Car aux premières écoutes il est impossible de se tromper. Nous nous trouvons bien devant un disque d'anasazi avec la voix si caractéristique de Mathieu Madani (oscillant entre le chant et le chuchotement selon les moments) et la basse toujours discrète mais efficace de Christophe Blanc-Tailleur. Les compositions mêlent habilement des passages énervés ("drop dead silence") avec des instants plus calmes ("under" en est un parfait exemple avec son break acoustique au milieu de rythmiques saccadées) tout en offrant toujours cet aspect lancinant et mélancolique propre au groupe ("runaway").

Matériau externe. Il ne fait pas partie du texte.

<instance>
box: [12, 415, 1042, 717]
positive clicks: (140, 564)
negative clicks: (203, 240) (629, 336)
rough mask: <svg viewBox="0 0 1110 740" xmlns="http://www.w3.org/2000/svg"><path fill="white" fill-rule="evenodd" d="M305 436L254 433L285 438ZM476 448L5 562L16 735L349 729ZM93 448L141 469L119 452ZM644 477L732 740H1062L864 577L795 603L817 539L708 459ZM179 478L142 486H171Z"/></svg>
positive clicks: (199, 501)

Bref, tout amateur des grenoblois retrouvera ses marques et pourra même déceler des ambiances plus anciennes sur les morceaux heavy de la première partie de l'album, à l'image du très joli "ordinary man" accompagné d'un magnifique solo  de Seb Garsia (qui se veut d'ailleurs très présent sur l'album, offrant des interventions sur plus du tiers des morceaux). Pour le reste, il est impossible de ne pas penser à playing ordinary people tellement ce disque s'en rapproche sur de nombreux aspects : sa générosité (13 morceaux), ses morceaux mêlant tristesse et mélancolie et ses influences bien digérées qui passent de Porcupine Tree à Anathema tout en prenant quelques éléments techniques de Dream Theater (bien heureusement pas trop mis en avant) et les atmosphères d'un Pain of Salvation. Et si les mêmes ambiances sont développées sur cet album, certains indices laissent découvrir des morceaux plus pop, ainsi qu'un groupe libéré de certaines contraintes à l'image de l'excellente "1000 yard stare" mêlant sons tribaux et montée progressive irrésistible au clavier.
Car 1000 yard stare est un album qui assume bien plus ses choix que playing ordinary people, tentant certaines velléités qui étaient à peine effleurées sur le disque précédent. En effet, anasazi n'hésite pas à mêler les titres très metal du début à une suite beaucoup plus pop (les excellentes "the river" ou "mother" en duo avec la jolie voix de Delphine Polet, ou l'entêtante "then" et son final clavier-guitare génial), voir à des morceaux qui pourraient être de véritables singles accrocheurs à l'image de "legacy of fools", "ordinary man" ou "underneath the dirt" et leurs refrains imparables. La guitare acoustique s'avère aussi plus présente et les mélodies plus subtiles, ce qui fait que 1000 yard stare n'est pas un disque très facile d'accès et révèle de plus en plus sa valeur aux fils des écoutes. Mais cette variété et cette générosité a aussi un prix à payer. Tout d'abord l'album s'avère trop long avec ses près de 75 minutes de musique ce qui fait qu'il sera difficile à appréhender du premier coup. Et cette longueur pose un autre problème avec des morceaux qui se révèlent assez anecdotiques par rapport à d'autres comme "one more time" qui malgré son solo de basse très sympa, se révèle trop mou pour véritablement nous accrocher. C'est aussi dans une moindre mesure le cas de "runaway", morceau entêtant et assez long pour développer une ambiance convaincante, mais qui n'apporte pas forcément grand chose à la discographie des grenoblois. Dommage, mais cela n'empêche pas anasazi de livrer un disque généreux, solide, aux ambiances léchées jusque dans l'artwork de la pochette, une nouvelle fois très réussi.

Avec ce dernier album anasazi nous livre, comme à son habitude, un disque sincère, pleins de belles mélodies mélancoliques, tout en y ajoutant certaines douceurs pop et certains morceaux plus rentre-dedans. 1000 yard stare est un bel album qui prouve que les grenoblois maîtrisent leur metal progressif très personnel et savent varier les plaisirs quitte à faire un album un peu trop long. Amateurs de metal progressif où la technique laisse place à l'émotion, allez écouter ces grenoblois, ils en valent la peine et font partie des groupes de progressif injustement méconnus. Espérons qu'avec ce dernier album les choses changent.